Functional Satisfaction: Meets search, profile, and review requirements through dedicated services.

Non-functional Satisfaction: Scalability is achieved via read-replicas and Redis; availability is managed through service redundancy.

High Level Architecture

Sub-system Deep Dive

Edge (Optional)

Content Delivery & Traffic Routing:

CDN: Use Cloudflare or CloudFront to cache static business photos and UI assets globally.

Anycast DNS: Routes users to the nearest regional data center.

Security & Perimeter:

API Gateway: Implements JWT validation and standard rate limiting (e.g., 100 requests/minute per user) to prevent scraping.

WAF: Standard protection against SQL injection on the search parameters.

Service

Topology & Scaling:

Stateless Services: All services are deployed in containers (Kubernetes) allowing horizontal scaling based on CPU utilization.

Isolation: Search and Review services are isolated so a spike in review-writing doesn't impact search availability.

API Schema Design:

GET /v1/search?lat=...&long=...&radius=...&category=... (REST)

Response: List of Business Summaries.

GET /v1/business/{id} (REST)

Response: Full profile + Top 5 reviews.

POST /v1/reviews (REST)

Request: BusinessID, Rating, Comment.

Idempotency: Client-generated UUID for the review.

Resilience & Reliability:

Retries: Exponential backoff for Search Service -> DB connections.

Circuit Breaker: If the Review Service is down, the Business Service can still serve profiles without reviews.

Storage

Access Pattern:

Search: High Read, Complex Range Queries.

Profiles: High Read, Point Queries (Key-Value style).

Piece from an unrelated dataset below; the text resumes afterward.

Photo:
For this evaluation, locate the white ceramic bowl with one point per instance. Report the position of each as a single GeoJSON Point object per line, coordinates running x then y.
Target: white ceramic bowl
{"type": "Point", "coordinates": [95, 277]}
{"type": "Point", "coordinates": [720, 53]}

Reviews: High Write, Time-series ordered.

Database Table Design:

Businesses: id (UUID), name, location (GEOGRAPHY), geohash (Varchar), metadata (JSONB).

Reviews: id, business_id, user_id, rating, comment, created_at.

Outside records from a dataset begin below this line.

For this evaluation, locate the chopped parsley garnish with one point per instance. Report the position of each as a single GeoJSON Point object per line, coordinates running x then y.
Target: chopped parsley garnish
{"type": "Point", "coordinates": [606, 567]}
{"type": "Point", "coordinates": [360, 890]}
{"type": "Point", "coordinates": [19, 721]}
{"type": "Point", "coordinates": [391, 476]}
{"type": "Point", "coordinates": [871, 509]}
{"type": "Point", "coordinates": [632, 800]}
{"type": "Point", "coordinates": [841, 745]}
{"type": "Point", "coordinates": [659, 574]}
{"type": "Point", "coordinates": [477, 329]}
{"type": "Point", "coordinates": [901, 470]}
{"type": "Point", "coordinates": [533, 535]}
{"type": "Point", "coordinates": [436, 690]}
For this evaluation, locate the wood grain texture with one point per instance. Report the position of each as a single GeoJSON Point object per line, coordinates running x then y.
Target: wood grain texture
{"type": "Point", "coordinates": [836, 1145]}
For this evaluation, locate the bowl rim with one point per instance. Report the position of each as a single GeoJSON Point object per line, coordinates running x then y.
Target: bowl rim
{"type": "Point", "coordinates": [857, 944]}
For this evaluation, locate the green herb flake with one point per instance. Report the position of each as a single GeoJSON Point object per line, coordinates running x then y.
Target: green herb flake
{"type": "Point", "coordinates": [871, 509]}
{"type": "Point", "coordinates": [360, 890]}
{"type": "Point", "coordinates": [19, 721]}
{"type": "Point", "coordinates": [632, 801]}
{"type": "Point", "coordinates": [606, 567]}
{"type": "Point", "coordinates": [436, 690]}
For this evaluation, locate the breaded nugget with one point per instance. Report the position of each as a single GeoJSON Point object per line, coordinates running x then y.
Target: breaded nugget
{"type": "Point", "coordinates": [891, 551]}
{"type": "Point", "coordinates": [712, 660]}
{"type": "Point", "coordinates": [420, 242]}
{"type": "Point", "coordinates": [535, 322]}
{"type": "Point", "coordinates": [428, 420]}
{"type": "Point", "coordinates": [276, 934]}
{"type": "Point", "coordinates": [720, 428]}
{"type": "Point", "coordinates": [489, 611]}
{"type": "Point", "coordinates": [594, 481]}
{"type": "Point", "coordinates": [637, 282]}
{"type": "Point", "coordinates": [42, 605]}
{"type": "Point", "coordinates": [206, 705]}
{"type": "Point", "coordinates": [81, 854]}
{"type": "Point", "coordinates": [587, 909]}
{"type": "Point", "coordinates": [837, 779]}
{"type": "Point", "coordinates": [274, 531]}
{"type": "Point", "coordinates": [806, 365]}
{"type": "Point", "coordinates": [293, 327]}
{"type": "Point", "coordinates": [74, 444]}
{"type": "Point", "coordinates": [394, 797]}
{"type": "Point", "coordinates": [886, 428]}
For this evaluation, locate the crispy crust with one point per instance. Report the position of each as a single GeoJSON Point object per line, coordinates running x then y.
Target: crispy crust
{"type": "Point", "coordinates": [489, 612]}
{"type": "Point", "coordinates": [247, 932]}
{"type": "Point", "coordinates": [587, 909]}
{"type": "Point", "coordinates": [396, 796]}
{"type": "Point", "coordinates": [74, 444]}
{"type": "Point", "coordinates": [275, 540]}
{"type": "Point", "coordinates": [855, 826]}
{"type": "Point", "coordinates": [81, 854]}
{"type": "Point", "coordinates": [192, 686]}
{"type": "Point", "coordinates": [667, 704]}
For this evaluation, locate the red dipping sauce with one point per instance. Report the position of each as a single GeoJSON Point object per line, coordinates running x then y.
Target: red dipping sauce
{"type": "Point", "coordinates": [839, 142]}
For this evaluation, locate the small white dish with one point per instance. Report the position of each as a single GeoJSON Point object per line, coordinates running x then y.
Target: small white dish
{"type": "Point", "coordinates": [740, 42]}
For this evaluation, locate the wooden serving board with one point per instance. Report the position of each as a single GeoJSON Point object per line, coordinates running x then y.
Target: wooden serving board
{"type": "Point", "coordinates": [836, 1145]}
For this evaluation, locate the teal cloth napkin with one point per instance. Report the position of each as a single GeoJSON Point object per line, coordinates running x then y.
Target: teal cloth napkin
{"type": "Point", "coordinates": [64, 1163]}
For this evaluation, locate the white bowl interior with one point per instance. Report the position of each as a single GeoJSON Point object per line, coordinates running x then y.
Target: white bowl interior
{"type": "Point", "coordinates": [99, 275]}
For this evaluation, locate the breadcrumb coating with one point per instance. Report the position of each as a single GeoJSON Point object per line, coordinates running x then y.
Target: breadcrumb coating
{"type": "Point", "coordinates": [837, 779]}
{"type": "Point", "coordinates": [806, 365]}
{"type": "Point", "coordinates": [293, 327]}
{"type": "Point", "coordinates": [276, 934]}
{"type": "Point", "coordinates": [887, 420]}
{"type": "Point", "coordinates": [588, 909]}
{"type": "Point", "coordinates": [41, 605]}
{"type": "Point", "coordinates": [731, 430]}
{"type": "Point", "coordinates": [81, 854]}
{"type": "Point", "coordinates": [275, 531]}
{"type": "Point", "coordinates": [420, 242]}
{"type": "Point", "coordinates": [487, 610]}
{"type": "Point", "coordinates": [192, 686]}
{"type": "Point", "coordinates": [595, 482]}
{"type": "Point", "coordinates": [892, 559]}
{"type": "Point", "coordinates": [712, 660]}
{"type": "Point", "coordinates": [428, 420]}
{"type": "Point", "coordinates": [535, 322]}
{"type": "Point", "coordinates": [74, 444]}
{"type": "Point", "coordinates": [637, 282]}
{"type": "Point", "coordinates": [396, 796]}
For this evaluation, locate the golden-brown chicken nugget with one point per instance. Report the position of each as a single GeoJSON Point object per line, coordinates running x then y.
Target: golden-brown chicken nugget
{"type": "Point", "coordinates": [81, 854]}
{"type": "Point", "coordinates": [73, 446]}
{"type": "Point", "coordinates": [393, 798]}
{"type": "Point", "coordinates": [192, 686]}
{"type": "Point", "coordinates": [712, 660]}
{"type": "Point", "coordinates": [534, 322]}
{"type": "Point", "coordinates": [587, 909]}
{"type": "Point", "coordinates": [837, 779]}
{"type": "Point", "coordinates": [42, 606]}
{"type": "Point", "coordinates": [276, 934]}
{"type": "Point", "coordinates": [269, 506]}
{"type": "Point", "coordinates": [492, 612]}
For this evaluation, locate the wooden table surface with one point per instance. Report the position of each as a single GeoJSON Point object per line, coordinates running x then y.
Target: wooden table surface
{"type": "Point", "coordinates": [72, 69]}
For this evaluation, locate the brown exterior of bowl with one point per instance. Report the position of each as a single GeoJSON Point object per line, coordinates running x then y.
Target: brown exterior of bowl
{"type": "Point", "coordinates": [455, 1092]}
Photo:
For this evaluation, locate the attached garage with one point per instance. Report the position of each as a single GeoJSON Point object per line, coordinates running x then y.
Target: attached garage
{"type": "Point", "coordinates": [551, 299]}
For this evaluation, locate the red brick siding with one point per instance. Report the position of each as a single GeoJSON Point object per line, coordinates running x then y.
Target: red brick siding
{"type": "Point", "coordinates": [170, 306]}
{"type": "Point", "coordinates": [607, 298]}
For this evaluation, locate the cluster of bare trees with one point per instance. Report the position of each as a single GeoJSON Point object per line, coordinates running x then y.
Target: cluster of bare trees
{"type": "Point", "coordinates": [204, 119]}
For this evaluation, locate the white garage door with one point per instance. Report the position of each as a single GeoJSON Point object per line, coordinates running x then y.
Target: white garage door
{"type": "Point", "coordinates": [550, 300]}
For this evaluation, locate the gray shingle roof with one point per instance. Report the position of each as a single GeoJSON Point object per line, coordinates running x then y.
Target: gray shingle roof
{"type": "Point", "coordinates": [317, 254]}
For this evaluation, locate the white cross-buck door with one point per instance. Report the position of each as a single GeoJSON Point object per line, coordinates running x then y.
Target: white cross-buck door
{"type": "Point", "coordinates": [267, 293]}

Technical Selection: PostgreSQL + PostGIS.

Rationale: PostGIS provides the GIST index for R-Tree based spatial queries, which is more flexible than Geohash for complex polygons/radii.

Distribution Logic:

Sharding: Shard by location_id or city_id. Businesses in NYC rarely need to be queried alongside businesses in London.

Replication: 1 Primary (Writes) + 3 Read Replicas (Search traffic).

Cache

Purpose & Justification: Reduces DB load for "Hot" businesses (e.g., Starbucks in Times Square) and popular search keywords.

Key-Value Schema:

Key: biz:{id}, Value: Serialized JSON Profile, TTL: 1 Hour.

Key: search:{geohash_prefix}, Value: List of IDs, TTL: 15 Minutes.

Technical Selection: Redis.

Failure Handling: If Redis fails, the system falls back to the Read Replicas. To prevent a "thundering herd," we use a random jitter in TTL.

Messaging

Purpose & Decoupling: Kafka is used to decouple the critical path of posting a review from the background tasks like updating the business's average rating or fraud detection.

Event / Topic Schema: review-events: {business_id, user_id, rating, timestamp}.

Technical Selection: Kafka.

Failure Handling: Use a Dead Letter Queue (DLQ) for malformed review events that fail processing.

Wrap Up

Advanced Topics

Trade-offs: We chose PostGIS over a pure Geohash/NoSQL approach. While Geohash is easier to shard on a standard NoSQL DB, PostGIS handles "edge of the box" calculations much more accurately without complex application-level logic.

Reliability: Multi-AZ deployment for PostgreSQL ensures that a single zone failure does not result in data loss.

Bottleneck Analysis: The primary DB index for spatial data can become a bottleneck. If this happens, we move to a Quadtree held in memory (using a service like ElasticSearch or a custom service) to offload the 2D search.

Distinguishing Insight: For a true global Yelp clone, the use of Cell-based Sharding (S2/H3) is superior to simple Latitude/Longitude sharding because it accounts for the curvature of the earth and provides constant-area cells, ensuring uniform data distribution across shards.